LONDON--The U.K.'s budget deficit widened to its highest October in six years, suggesting British Treasury Chief George Osborne, who will present his autumn mini-budget announcement Wednesday, will have a hard time meeting his austerity targets this year.

The British public sector--excluding state-owned banks--borrowed 8.2 billion pounds ($12.54 billion), the Office for National Statistics said Friday, GBP1.1 billion more than in October 2014. Despite this rise, borrowing since the fiscal year started in April is still GBP6.6 billion lower than it was during the same period of last year.

The gulf widened in October because of lower tax receipts than a year ago and an increase in government spending--both departmental expenditure and benefit transfers.


This suggests Mr. Osborne, the Chancellor of the Exchequer, will struggle to keep his self-imposed commitment to reduce government borrowing to zero by 2020. According to estimates by the Office for Budget Responsibility--the U.K.'s independent fiscal watchdog--the Chancellor would have to borrow no more than GBP69.5 billion by March next year to be on track to meet his targets, but the Treasury has already borrowed more than three quarters of that amount.

In fact, when spending on public investment is excluded, the government deficit is already higher than the OBR's forecast for the whole 12 months to the end of March.

"We've learned there's no shortcut to fixing the public finances," a Treasury spokesperson said in a statement. "The job is not yet done and government borrowing remains too high."

While government coffers usually record a hefty surplus in January that would be able to bring borrowing numbers down again, analysts still foresee the OBR will raise its estimate for this fiscal year's budget deficit.
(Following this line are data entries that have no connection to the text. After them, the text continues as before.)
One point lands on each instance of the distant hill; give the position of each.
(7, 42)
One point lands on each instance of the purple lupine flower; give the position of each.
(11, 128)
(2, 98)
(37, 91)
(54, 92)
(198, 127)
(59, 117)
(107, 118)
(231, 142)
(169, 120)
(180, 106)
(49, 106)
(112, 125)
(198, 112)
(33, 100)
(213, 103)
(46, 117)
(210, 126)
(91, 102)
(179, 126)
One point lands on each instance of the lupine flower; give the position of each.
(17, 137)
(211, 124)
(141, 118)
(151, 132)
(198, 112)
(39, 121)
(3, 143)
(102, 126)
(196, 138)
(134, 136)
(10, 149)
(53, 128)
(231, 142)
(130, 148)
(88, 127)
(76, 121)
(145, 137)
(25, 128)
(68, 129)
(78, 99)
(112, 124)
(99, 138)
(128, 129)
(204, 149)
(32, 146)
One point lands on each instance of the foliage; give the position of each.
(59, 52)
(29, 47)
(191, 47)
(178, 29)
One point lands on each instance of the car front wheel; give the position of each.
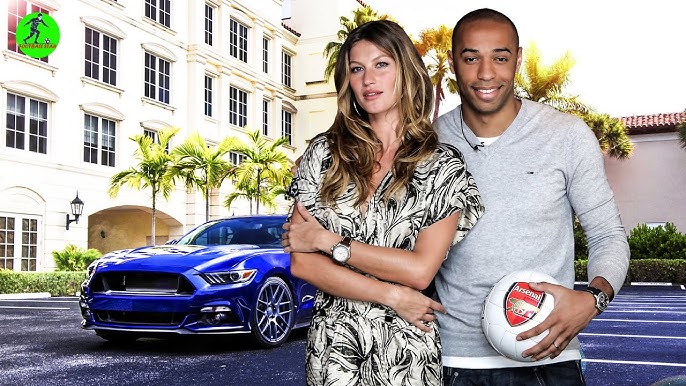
(273, 314)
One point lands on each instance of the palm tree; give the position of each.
(360, 16)
(152, 170)
(611, 133)
(263, 170)
(435, 43)
(545, 84)
(201, 166)
(682, 134)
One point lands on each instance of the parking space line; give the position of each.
(633, 336)
(640, 321)
(644, 311)
(36, 308)
(671, 364)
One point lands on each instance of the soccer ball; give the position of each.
(512, 307)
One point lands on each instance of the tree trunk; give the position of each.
(154, 195)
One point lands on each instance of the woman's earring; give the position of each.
(355, 107)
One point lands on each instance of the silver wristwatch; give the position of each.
(601, 298)
(341, 251)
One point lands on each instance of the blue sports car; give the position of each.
(225, 276)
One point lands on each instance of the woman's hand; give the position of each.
(307, 235)
(414, 307)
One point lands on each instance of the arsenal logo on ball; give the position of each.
(522, 303)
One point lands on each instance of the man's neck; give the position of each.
(493, 124)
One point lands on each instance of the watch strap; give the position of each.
(601, 298)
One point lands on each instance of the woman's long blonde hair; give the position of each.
(351, 139)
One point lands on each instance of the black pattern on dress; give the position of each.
(352, 342)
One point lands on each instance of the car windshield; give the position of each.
(265, 232)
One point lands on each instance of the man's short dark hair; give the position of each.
(484, 14)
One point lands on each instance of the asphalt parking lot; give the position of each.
(640, 340)
(42, 344)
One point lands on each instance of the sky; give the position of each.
(630, 55)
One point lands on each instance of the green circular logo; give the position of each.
(37, 35)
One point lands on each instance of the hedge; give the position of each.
(58, 283)
(645, 270)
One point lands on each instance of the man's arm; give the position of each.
(593, 201)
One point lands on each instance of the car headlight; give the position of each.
(92, 267)
(230, 277)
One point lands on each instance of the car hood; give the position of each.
(179, 258)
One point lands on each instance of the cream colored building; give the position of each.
(136, 66)
(650, 187)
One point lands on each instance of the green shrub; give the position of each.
(55, 283)
(658, 270)
(657, 242)
(644, 270)
(73, 258)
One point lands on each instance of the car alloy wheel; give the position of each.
(274, 311)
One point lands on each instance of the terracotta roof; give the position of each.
(655, 123)
(291, 30)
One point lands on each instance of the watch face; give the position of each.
(340, 253)
(602, 300)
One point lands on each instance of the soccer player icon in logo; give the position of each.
(35, 22)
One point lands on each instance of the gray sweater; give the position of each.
(544, 168)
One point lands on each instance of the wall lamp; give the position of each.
(76, 210)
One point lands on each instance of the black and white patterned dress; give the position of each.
(352, 342)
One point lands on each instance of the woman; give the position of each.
(385, 200)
The OBR's fresh array of forecasts will be released shortly after the Chancellor unveils his annual mini-budget--known as the Autumn Statement--in front of the British Parliament Wednesday.

Mr. Osborne is facing a complicated balancing act after Britain's upper chamber, the House of Lords, refused to approve his austerity plans in October. Even though the House of Lords' unelected lawmakers can only temporarily delay the lower chamber's decisions, the historic defeat drove Mr. Osborne to claim he was open to slow down the pace of the welfare cuts, while still pledging to curb borrowing enough to balance the books five years from now.

"This will be the occasion for the Chancellor to present a gentler transition to lower tax credits in response to the heavy criticism made of his original July Budget plans," said Brian Hilliard, economist at Société Générale. "His modified plans should be at the heart of the Autumn Statement."

The government has claimed planned cuts to tax credits for low-income families will be offset by a rise in the national minimum wage, but economists at the Institute for Fiscal Studies, a London-based research institute, have published a study showing the losses inflicted would by far outweigh the gains of higher pay. However, Friday's figures give the Treasury much less space to maneuver.

Still, increases in private-sector earnings and robust employment figures lift the Chancellor's hopes that fatter tax receipts will help him curtail the budget deficit in the following months.